Students gaining confidence, skills
Teachers at Magdalena School delivered mostly good news during the programmatic portion of the Board of Education’s meeting on April 17. Progress students made during the current school year could be seen, heard and read in the numbers reported by elementary, mid school and high school educators.
Elementary School teacher Shelly Rice started out the meeting on a positive note during her introduction of a presentation about how Tier II intervention has led to reading growth.
“I’d just like to say that I love this school,” she said. “I’ve been a teacher for 32 years and I’ve learned more here than I have anywhere else.”
Students are learning too, as was evident by the videos she showed to school members and testimony from the fourth graders themselves. Rice showed video segments of six students.
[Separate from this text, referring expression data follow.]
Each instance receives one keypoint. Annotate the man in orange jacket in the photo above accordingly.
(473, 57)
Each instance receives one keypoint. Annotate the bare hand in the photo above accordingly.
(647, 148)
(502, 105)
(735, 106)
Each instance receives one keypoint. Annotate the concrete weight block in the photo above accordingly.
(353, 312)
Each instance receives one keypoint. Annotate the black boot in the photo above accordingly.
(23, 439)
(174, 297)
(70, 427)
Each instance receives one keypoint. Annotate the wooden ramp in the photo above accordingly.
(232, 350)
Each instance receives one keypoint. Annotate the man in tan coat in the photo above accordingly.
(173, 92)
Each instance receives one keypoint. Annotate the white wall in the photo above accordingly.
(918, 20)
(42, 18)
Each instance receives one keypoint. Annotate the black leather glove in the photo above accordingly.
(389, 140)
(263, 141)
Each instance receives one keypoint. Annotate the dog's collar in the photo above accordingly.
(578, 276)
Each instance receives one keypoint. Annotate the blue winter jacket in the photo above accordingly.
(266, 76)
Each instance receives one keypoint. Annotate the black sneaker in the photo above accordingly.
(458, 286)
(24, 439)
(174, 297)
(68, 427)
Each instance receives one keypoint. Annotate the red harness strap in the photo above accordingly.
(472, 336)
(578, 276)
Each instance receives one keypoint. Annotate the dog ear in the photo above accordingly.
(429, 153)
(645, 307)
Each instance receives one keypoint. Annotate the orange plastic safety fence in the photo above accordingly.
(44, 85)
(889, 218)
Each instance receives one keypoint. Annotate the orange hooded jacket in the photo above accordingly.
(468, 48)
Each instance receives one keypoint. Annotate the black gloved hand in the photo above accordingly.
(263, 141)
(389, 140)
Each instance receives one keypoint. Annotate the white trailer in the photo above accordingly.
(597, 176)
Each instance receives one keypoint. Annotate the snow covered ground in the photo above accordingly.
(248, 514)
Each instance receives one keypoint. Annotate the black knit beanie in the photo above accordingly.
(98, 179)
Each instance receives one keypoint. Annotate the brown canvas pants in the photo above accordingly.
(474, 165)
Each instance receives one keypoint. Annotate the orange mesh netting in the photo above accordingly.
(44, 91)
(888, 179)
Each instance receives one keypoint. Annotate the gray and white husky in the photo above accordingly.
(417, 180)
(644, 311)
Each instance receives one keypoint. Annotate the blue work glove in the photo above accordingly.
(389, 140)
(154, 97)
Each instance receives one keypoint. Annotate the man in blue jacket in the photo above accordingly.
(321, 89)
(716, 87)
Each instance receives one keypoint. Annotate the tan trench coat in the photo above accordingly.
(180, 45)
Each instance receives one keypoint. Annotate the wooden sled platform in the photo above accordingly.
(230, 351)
In each case the first clip was of the student reading when they entered the Tier II program and another recorded more recently.
First up was Keanna Torres, who couldn’t seem to sit still when she read from a book last December.
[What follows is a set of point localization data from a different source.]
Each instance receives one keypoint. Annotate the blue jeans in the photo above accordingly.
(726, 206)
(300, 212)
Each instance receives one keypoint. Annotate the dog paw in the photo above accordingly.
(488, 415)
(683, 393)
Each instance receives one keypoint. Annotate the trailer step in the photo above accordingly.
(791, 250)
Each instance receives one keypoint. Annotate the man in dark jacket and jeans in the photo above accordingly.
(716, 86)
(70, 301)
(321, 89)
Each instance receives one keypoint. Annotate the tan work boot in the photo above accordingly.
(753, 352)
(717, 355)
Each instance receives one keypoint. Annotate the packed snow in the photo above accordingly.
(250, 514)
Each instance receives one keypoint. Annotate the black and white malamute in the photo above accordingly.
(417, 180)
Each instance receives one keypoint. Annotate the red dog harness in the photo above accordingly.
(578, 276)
“I was wiggling and nervous,” she said.
But there was a noticeable difference when Rice recorded her again this month.
“I was more fluid and confident,” Keanna said.
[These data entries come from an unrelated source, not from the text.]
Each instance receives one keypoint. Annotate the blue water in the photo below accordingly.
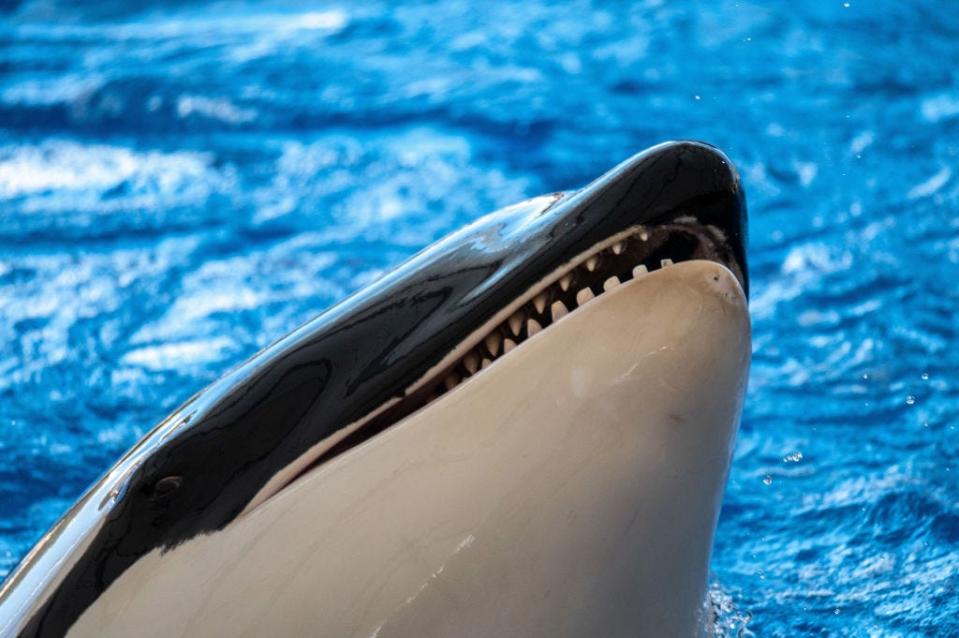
(182, 183)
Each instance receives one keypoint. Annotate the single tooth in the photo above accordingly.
(532, 327)
(471, 361)
(493, 342)
(540, 302)
(559, 310)
(516, 323)
(451, 380)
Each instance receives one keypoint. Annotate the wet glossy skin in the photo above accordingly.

After her clips were shown, Libby Sedillo told what she learned over the last few months that made her reading improve.
“Good readers get meaning from what they’re reading,” she said.
Miguel Martinez and Kyle Julian both said employing the reading strategies they learned made a big difference.
“I was more focused,” Miguel said.
Catrina Otero and Rose Secatero also said focusing on the meaning of the words helped their progress.
When asked what other strategies they used to become better readers, the students said, visualization, making connections and guided reading. Taking books home to read for practice was also a good tactic, they said.
Rice said it’s important that the students do some reading every day. Using video, she said, was visual proof of their improvement.
“I show it to parents. It’s a great tool for parent conferences,” she said.
In the numbers
Middle and high school teachers also spoke of the progress their students have made in subject areas such as reading, math and science.
Teacher Gail Lujan led off talking about the English Expo last year, an event she was extremely proud of. She lamented, though, about how teachers’ efforts often go unnoticed.
“We feel invisible, but we’re not invisible when there are problems,” she said.
Later in the meeting, Lujan reported on what’s being done to improve reading by older students. She identified action steps as continued strategy training, vocabulary development and, of course, practice.
Lujan said she and fellow reading teacher Sharon Harris also took care in selecting books and tracking progress with MAP scores and common core standards.
Harris presented some of the scores that reflected improvement.
“60 percent of eighth-graders showed growth of two points or more, and 70 percent of seventh-graders showed growth,” Lujan said.
There weren’t always gains. Harris noted how the low score of one student going through a hard time in her life skewed the scores for one group. But for the most part the analysis reflected progress.
“We think the data is solid,” she said.